Outlaw Country Legend Mazey Gardens Dies

NASHVILLE — Mazey Gardens, whose brash songs and rebellious hair styles defined the "outlaw" movement in country music, died yesterday after a long battle with booze and Brill Cream. He was 68.

Gardens' spokeswoman, Staci Peachtree, said Gardens died "pissed off" at his home in Big Mushroom, Virginia.

Gardens, a singer, songwriter and original member of radio station WKOZ's psychedelic traveling show "The Electric Hayride," recorded over 22 albums, none of which ever entered the charts, with the exception of his ballad, "Don’t Invite Me to Your Pity Party," which was covered in the early 80s by punk band Six and a Half Seconds resulting in a stint at number 100 for a split second. But that doesn’t really count.

Gardens had been plagued with alcohol-related health problems, including debilitating water retention from consuming mass amounts of bar-room peanuts and severe gas.

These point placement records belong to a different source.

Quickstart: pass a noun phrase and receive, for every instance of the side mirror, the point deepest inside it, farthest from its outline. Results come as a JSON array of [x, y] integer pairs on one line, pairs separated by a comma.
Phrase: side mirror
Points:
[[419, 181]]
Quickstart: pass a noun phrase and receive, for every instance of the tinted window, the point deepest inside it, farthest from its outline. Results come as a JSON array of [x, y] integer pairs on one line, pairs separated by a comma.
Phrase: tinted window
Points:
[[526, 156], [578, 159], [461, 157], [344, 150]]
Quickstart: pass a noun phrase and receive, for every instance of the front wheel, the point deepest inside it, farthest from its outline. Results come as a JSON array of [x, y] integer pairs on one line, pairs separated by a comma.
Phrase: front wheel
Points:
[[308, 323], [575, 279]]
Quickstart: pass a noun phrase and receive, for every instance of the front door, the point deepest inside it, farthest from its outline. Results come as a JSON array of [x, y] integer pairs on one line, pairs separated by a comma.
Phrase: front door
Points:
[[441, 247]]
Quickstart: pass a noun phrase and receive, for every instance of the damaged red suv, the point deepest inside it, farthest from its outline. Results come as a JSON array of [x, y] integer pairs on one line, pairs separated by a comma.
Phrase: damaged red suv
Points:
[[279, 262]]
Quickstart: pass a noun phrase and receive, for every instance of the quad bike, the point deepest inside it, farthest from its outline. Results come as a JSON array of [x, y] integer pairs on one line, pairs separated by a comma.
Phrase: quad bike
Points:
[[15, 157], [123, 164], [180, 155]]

Gardens and his wife, singer Crystal Lake, sold their trailer outside of Nashville more than a year ago and moved to Big Mushroom, because "Mazey just liked the name," explained Lake.

With childhood pal Samuel L. Justice, Woodsy Marbles and the Mexican drumming sensation "Porkchop," Gardens formed The Brick Hit House Band and sang red-neck inspired blue-collar anthems such as "Callin’ in Dead," "Business in the Front and Party in the Back" and "Look Ma, No Class."

Gardens seemed to be always ahead of his time, however, and it was contemporaries, like Waylon Jennings, who profited most from the new brand of outlaw music, and Willie Nelson, who instead became synonymous with silly hair styles.

Gardens' distinctive, authoritative voice was also utilized by the 1980s Easy-Oven Sausage corporation (now Turkey Bacon Bakers) to narrate a series of "breakfast meat" radio spots. "I aimed the narration at people who were hung over," he revealed in a 1987 interview, "and it worked."

Gardens was perhaps best known for his wild facial hair styles, at one point spending over $1,500-a-day on his own private mustachier.

Gardens claims his mother started him on rye bourbon when he was two years old. "It wasn’t her fault," Gardens admitted in an interview in 1994. "In the Appalachian Mountains, rye bourbon is almost the same price as milk. And a little goes a long way"

Gardens and his fourth wife, Crystal Lake, married in 1980. They had one son, Jigger.